[comp.lang.prolog] Need style advice

stuart (07/15/88)

From: stuart

I'd like some advice about how to clean up a relation.

foo_value/2 is intended to be a proper, single-valued, function.
Several clauses can be satisfied at the same time, so I'm depending on
the lexical ordering of clauses and the use of cut to give the proper
precedence among multiple satisfiable clauses and enforce a single
value.

  foo_value(X, value_1) :- forced_to_be_1(X), !.

  foo_value(X, value_2) :- relation_one(X, Y), not(forced_to_be_1(Y)), !.
  foo_value(X, value_2) :- relation_two(X, Y), foo_value(Y, value_2), !.

  foo_value(X, value_1) :- relation_one(X, Y), forced_to_be_1(Y), !.
  foo_value(X, value_1) :- relation_two(X, Y), foo_value(Y, value_1), !.

  foo_value(X, value_3).

Is there a better way to get the same effect?  "Better" can mean
more efficient, more aesthetic, closer to purely logical, fewer uses
of cut and not, or whatever metric experienced Prolog users use.  :-)

Some other notes:
  relation_two/2 contains no cycles.  (It is neither reflexive
  nor symmetric, nor are there any longer sequences XrY YrZ ... WrX.)

  forced_to_be_1/1 is a collection of ground literals.

  relation_one/2 and relation_two/2 can satisfy multiple second
  arguments for a fully instantiated first argument.

  It would be nice, but not essential, if both arguments could be
  given as unbound variables.  Normally, I try to satisfy
  foo_value(literal, V).

Stu Friedberg  stuart@cs.rochester.edu  {ames,cmcl2,rutgers}!rochester!stuart

ok@quintus.uucp (Richard A. O'Keefe) (07/16/88)

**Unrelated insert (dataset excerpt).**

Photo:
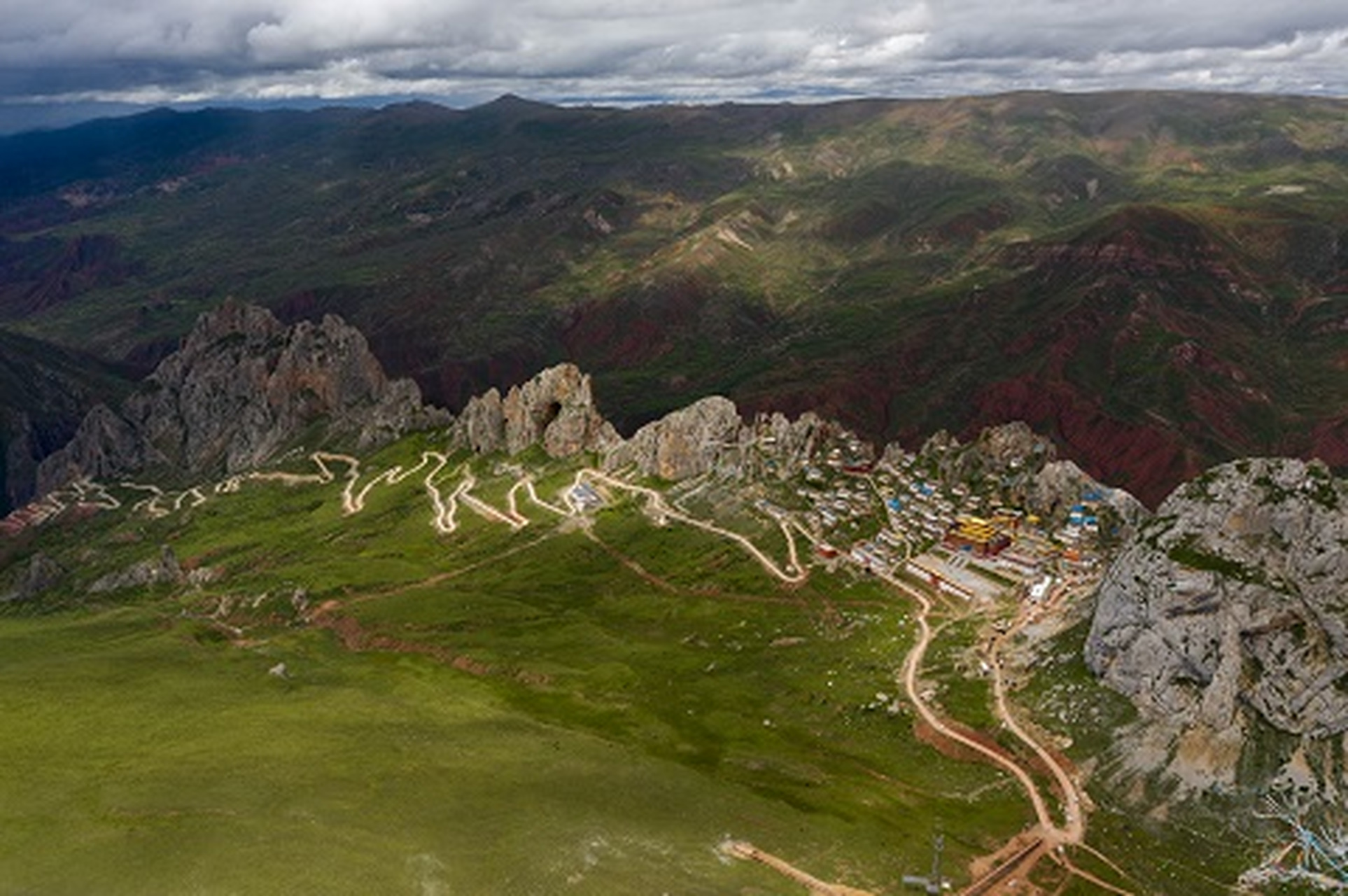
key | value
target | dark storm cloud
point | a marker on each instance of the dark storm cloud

In article <1988Jul14.231619.22145@cs.rochester.edu> stuart writes:
>  foo_value(X, value_1) :- forced_to_be_1(X), !.
>
>  foo_value(X, value_2) :- relation_one(X, Y), not(forced_to_be_1(Y)), !.
>  foo_value(X, value_2) :- relation_two(X, Y), foo_value(Y, value_2), !.
>
>  foo_value(X, value_1) :- relation_one(X, Y), forced_to_be_1(Y), !.
>  foo_value(X, value_1) :- relation_two(X, Y), foo_value(Y, value_1), !.
>
>  foo_value(X, value_3).

>  forced_to_be_1/1 is a collection of ground literals.
>  relation_two/2 contains no cycles.
>  relation_one/2 and relation_two/2 can satisfy multiple second
>  arguments for a fully instantiated first argument.

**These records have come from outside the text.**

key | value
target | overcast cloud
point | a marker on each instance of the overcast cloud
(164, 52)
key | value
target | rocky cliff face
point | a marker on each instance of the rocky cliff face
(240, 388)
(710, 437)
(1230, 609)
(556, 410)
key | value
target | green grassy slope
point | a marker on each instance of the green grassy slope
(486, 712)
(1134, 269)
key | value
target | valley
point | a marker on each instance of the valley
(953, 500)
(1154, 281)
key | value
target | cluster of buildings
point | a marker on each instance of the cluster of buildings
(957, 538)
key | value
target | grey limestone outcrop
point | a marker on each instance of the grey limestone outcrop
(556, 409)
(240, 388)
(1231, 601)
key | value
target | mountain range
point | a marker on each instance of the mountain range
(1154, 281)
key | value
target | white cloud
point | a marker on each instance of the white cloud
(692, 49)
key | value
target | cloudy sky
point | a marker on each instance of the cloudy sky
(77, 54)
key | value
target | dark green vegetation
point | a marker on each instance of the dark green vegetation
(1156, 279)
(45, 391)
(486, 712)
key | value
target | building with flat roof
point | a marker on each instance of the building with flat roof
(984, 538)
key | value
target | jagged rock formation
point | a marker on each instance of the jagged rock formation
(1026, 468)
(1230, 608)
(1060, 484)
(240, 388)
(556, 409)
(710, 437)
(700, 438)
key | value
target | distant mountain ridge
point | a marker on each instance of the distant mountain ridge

Note that the code as written is not steadfast:
	?- foo_value(X, value_3).
will succeed for ANY value of X, even when forced_to_be_1(X).
Remember: a cut at the end of a clause is almost always in the wrong place.

Would it be possible for you to tell us what the relation is supposed to
_mean_, rather than showing us the current version of the code?  For
example, the following values for forced_to_be_1/1 and relation_one/2
	forced_to_be_1(jim).		% "male"
	forced_to_be_1(tom).
	relation_one(tom, jim).		% "sibling"
	relation_one(jim, tom).
	relation_one(tom, mary).
	...
	relation_two(_, _) :- fail.	% "parent"
appears to satisfy the description given, yet both
	relation_one(tom, mary), \+forced_to_be_1(mary)
and	relation_one(tom, jim), forced_to_be_1(jim)
are true, so should foo_value(tom, value_2) or foo_value(tom, value_1)?

Presumably there is some finite number of Xs which you intend to assign
foo_values to.  If that number is not too big, why not just write a
program to generate the table and write the results to a file, then
compile that file?

stuart (07/17/88)

From: stuart

Summary: More information about intended behavior
References: <1988Jul14.231619.22145@cs.rochester.edu>, <170@quintus.UUCP>

> Richard O'Keefe responds to my query with:
> Note that the code as written is not steadfast:
> 	?- foo_value(X, value_3).
> will succeed for ANY value of X, even when forced_to_be_1(X).
> Remember: a cut at the end of a clause is almost always in the wrong place.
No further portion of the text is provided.